In his doctoral thesis Mr. Zscheischler examines the impact of extreme weather events such as droughts, heat waves, or heavy rains to the carbon balance in land ecosystems. In general, the vegetation takes up more carbon (C) than it releases and thus functions as a carbon sink. It can therefore buffer rising CO2 emissions. If extreme climate events become more frequent as a result of climate change, this could affect the buffering function. For example, an increase in heat waves enhances the risk of forest fires. While large areas of vegetation are destroyed, additional carbon is released into the atmosphere. A carbon sink would then become a carbon source.

Jakob Zscheischler first developed a method to identify regional climate extremes using Earth observation data.

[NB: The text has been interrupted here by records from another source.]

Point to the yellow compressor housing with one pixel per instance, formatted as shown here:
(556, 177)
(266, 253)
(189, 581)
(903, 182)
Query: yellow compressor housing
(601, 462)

He subsequently compared the results with the global carbon budgets and found a noticeable connection. The young scientist was able to show that the annual differences in the global carbon cycle can be explained by just a few local extreme events. These negative carbon budgets occur especially in savannas and grasslands and can mostly be attributed to drought and fires.

The award ceremony will be at the New Year's reception of CliSAP on January 15, 2016. "I am particularly pleased that scientifically a yet unexplored terrain has been discovered," says Prof. Dr. Anita Engels, spokeswoman for the Center of Excellence. "We want to encourage young researchers to pursue their own creative ideas in climate science." The Köppen Award is endowed with 5,000 Euro and allocated to young doctoral students with an excellent dissertation in the field of climate research.